In 2013, I logged 1017 miles. This felt like a very big deal. But, my love of round numbers made me want to average 100 miles a month. So, in 2014, I logged 1235. I beat that in 2015 with 1276, hit 1371 in 2016, and for 2017, with four months left, I've already logged 1281 miles. This total includes a July where Cheryl and I each managed to log 300 miles. By the end of September, we'll have beaten last year's total, and getting to 1500 miles this year looks like a minimum goal.

The title of my post five years ago was Lifestyle Changes Ahead. Five years later, I think I can say with some confidence that the change was successful and shows every sign of being permanent. When I saw my mother a few weeks ago, she commented about all of the adventures Cheryl and I undertake and asked if we ever just stayed home on the weekends and did nothing. The answer was no. It's practically unthinkable that we'd waste a Saturday by not using it as a platform for a big bike ride, kayak trip, or hike. These things aren't things we have to work into our schedules. They've become the default assumption of what we'll be doing with our spare time, and everything else now gets worked in around the miles we're going to travel. It's not that life doesn't throw obstacles in our path. I've had several big job changes during these last five years that have disrupted my schedule more than once. And, of course, Cheryl underwent a long, difficult treatment for cancer. But by then, our lifestyles had been so changed that she didn't have to go out and force herself to exercise while being treated. The exercise was going to happen no matter how she felt physically, because it made her feel good mentally.
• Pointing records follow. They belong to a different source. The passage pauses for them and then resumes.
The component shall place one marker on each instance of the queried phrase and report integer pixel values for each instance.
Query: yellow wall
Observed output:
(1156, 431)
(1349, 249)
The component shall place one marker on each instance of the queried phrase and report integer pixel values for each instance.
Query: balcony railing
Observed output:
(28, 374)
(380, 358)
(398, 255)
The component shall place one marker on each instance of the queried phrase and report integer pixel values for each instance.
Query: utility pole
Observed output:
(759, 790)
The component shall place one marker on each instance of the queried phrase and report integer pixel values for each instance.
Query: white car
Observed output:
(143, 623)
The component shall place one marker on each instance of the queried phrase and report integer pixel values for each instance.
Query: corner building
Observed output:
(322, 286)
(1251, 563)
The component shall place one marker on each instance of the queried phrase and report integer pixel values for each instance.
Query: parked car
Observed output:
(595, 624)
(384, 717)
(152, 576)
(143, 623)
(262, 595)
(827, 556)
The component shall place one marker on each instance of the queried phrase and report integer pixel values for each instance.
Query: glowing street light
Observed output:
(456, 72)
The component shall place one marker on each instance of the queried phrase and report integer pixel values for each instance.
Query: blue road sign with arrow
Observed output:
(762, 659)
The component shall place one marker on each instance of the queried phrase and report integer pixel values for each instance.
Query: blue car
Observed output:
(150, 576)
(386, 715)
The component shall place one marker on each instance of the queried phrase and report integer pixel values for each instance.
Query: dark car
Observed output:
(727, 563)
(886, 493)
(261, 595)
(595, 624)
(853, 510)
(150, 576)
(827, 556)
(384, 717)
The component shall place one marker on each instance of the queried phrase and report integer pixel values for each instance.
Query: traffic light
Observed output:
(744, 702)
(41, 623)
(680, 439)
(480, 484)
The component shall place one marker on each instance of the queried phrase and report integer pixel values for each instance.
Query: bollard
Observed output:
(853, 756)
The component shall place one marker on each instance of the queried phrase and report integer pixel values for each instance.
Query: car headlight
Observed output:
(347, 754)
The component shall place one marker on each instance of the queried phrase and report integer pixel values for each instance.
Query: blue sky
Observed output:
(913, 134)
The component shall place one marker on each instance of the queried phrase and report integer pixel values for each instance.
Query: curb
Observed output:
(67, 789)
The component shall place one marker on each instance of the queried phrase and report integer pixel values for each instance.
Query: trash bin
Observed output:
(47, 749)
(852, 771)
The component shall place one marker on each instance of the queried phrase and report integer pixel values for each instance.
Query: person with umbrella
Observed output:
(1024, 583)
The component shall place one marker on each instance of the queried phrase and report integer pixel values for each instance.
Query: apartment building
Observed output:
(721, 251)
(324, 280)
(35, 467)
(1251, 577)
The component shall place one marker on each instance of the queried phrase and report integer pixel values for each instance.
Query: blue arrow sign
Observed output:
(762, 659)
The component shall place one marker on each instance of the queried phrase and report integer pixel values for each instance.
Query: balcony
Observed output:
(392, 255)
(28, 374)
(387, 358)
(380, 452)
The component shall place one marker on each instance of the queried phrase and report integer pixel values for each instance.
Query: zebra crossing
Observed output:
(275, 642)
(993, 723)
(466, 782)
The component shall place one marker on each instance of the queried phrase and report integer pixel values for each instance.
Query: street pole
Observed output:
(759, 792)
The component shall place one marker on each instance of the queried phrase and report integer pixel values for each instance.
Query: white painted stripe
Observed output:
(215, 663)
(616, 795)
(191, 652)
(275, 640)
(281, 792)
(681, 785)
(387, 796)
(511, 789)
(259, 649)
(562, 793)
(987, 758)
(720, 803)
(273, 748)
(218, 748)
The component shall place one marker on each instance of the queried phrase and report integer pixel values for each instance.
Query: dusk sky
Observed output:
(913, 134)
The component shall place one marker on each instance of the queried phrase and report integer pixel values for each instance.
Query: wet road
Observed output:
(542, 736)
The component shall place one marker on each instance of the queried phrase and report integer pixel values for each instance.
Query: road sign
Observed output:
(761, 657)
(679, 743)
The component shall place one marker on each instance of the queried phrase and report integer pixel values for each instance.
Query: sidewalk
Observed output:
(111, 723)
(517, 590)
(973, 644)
I think that's the biggest insight I can give about our lifestyle change. It's a simple concept, but difficult to really understand until you've experience it yourself. The exercise has changed our bodies. We're stronger, tougher, and more resilient than we were five years ago. But, it's also changed our minds in the same direction. Exercise used to be something we'd dread. Now, it's something we crave, and we don't feel right until we satisfy that craving. At the end of a fifty mile bike ride, we're exhausted. We stink. We ache, and our limbs protest when we try to move them. And it's wonderful. Sore, tired, still soaked in sweat, we feel utterly alive. That's the biggest key to changing our lifestyle. We learned a new and better way to enjoy life.